I costi elevati delle ricostruzioni possono essere finanziati non con l’obolo caritatevole richiesto a tutti i cittadini, ma riorganizzando il sistema fiscale italiano. Vale a dire creando una gerarchia di esazione più severamente progressiva, colpendo i grandi patrimoni, organizzando un sistema apposito di leggi e di macchina inquisitiva per combattere l’evasione fiscale, rendendola severamente rischiosa e punitiva per chiunque la pratichi. Da ciò verrebbe, com’è ovvio, un vantaggio generale per il paese e risorse per rimettere in piedi il nostro welfare. Ma la seconda operazione non è soltanto un piano di ricostruzione.
Il recente terremoto rischia di rendere irreversibile il più grave problema demografico-territoriale del nostro Paese, ignorato sovranamente dalle nostre classi dirigenti. Non si tratta di “mettere in sicurezza il territorio”, come si usa dire, quasi che tutto si esaurisse in un’opera di ingegneria civile. Si dimentica la drammatica situazione della Penisola: ormai quasi il 70% della sua popolazione si addensa lungo le aree costiere e la Valle padana, mentre il centro si svuota. Se dovessero verificarsi terremoti violenti o altri eventi catastrofici in queste aree, a parte il numero dei morti, l’intera economia nazionale e le infrastrutture civili subirebbero danni che metterebbero in ginocchio per anni la nostra comunità.

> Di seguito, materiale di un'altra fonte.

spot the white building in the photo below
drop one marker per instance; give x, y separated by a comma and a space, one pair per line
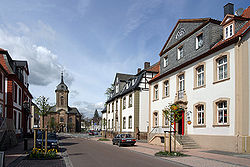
208, 76
128, 107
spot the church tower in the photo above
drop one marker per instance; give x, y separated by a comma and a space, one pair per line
62, 96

Dunque, nelle terre da ricostruire non bisogna solo portare dei cantieri momentanei, ma popolazione ed economie. Le aree interne, quelle oggi abbandonate e quelle colpite dal sisma, devono rinascere non con una gigantesca opera pubblica, ma con un progetto che affidi alle popolazioni l’opera di creare o ricreare il tessuto produttivo, nuove relazioni sociali, servizi, oltre a nuovi modelli abitativi da affiancare alle ristrutturazioni. Non è un nuovo gravame che si aggiunge al nostro debito, ma un investimento per il nostro futuro: si tratta infatti di far rifiorire la nostra agricoltura montano-collinare, riprendere l’economia dei nostri boschi, estendere gli allevamenti, dare nuove opportunità all’artigianato, ai saperi alimentari, al turismo, ecc. Per tutti i millenni della nostra storia sono state prevalentemente queste le aree della nostra economia produttiva.

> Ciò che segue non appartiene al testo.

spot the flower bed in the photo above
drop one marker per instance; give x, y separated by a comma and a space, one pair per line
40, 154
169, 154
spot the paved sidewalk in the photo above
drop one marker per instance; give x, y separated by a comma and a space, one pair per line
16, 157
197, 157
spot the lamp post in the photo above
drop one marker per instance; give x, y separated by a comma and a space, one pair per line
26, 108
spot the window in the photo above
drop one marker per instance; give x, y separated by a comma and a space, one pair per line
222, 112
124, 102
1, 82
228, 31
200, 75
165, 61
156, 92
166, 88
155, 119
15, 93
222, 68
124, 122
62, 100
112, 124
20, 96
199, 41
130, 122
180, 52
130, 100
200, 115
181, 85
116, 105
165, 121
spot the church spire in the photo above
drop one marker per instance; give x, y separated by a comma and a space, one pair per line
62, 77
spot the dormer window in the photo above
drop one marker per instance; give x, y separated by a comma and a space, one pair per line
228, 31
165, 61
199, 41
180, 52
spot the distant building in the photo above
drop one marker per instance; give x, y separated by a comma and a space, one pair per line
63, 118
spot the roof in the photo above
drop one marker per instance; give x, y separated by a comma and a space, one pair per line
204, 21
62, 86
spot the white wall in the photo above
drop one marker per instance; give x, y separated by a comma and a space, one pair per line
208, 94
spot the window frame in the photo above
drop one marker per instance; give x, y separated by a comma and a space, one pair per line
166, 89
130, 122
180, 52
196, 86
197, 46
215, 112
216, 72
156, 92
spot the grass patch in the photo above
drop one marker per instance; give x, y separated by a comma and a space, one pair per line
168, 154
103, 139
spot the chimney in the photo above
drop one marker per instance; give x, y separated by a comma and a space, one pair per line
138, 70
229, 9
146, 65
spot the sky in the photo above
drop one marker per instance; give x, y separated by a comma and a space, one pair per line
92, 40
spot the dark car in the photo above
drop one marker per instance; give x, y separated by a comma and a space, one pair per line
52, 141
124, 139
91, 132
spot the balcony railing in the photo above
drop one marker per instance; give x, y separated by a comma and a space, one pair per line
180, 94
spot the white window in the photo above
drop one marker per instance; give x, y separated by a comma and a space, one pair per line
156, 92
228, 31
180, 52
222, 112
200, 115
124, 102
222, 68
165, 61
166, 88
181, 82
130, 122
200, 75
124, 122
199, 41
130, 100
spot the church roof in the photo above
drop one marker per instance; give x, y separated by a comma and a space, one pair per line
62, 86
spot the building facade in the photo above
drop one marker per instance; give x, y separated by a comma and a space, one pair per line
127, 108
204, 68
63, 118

E oggi non si tratta di tornare indietro, ma di incoraggiare il nuovo già in atto, perché l’agricoltura biologica, non produce solo cibo, ma protegge il suolo, fa vivere il paesaggio, alimenta il turismo, tutela gli habitat, incrementa la salubrità. Come sappiamo da tempo oggi l’agricoltura non è più un’economia marginale, bensì il centro irradiatore di servizi avanzati.

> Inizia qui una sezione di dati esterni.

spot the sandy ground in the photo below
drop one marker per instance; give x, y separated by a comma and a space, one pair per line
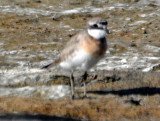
31, 35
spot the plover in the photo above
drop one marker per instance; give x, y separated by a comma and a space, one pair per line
84, 50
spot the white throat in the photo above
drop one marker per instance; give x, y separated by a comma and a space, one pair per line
96, 33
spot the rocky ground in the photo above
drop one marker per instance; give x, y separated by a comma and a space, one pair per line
123, 86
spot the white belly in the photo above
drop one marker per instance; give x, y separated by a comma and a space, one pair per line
79, 60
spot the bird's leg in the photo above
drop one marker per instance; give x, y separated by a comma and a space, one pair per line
72, 85
84, 84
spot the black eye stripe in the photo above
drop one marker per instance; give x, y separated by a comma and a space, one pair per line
104, 23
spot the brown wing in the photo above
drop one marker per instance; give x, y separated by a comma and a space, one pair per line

Ma per una tale prospettiva occorre che lo Stato torni a progettare in proprio, senza attendere che il mercato trovi le proprie convenienze. Bisogna bandire le fallimentari ricette neoliberiste. E, come vado ripetendo da tempo, i migranti che arrivano sulle nostre terre costituiscono un’opportunità grandiosa e insperata per affrontare un problema da cui letteralmente dipende il futuro dell’Italia.